Slope = y2-y1/x2-x1 for any two points, 1 and 2, on the line or in the table, or calculated in the formula.

In the opening graph of this page, the two points with the dots (though you could use any two points on the line) are (in standard x,y sequence):

Point 1:(3,2)
Point 2:(5,8)

From those points, we get:

y2-y1 = 8-2 = 6.
x2-x1 = 5-3 = 2.

Slope is now determined by y2-y1/x2-x1, or 6/2, or 3.

I could also do y1-y2/x1-x2 instead of y2-y1/x2-x1, reversing the order of the points in the calculation and, sometimes, that's helpful to keep the algebra simple and positive. But, once calculated through, both ways yield the same results.

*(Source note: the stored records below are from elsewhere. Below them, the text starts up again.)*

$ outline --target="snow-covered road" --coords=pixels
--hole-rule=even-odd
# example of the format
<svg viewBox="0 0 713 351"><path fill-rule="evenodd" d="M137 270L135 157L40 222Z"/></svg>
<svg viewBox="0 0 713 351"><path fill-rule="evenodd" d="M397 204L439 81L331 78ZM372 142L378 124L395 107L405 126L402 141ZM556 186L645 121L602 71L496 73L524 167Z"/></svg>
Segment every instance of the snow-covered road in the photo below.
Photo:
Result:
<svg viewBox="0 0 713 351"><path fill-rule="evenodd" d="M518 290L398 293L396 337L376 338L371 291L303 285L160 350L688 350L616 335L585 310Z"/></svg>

For instance, in the case I am talking about, if we reverse the order of the points in our math, we get:

y1-y2/x1-x2 = 2-8/3-5 or -6/-2.

A negative divided by a negative yields a positive so -6/-2 = positive 3.

That's the same result so I've proven the order of the two points in our calculation doesn't matter; it only requires that we keep the x and y order consistent throughout the calculations.
• So it doesn't matter then, what numbers you use for slope. What about when they don't give you a graph and make you find slope? I'm confused
• You haven't said what information you were given instead of a graph.

If you are given two points on the line, you can calculate the slope using the slope formula.

If you are given the equation of the line, you can:
-- Change the equation into slope-intercept form: y=mx+b and "m" will be the slope.
-- Or, you can calculate two points using the equation and then use the slope formula to calculate the slope.

All these options are covered in later videos.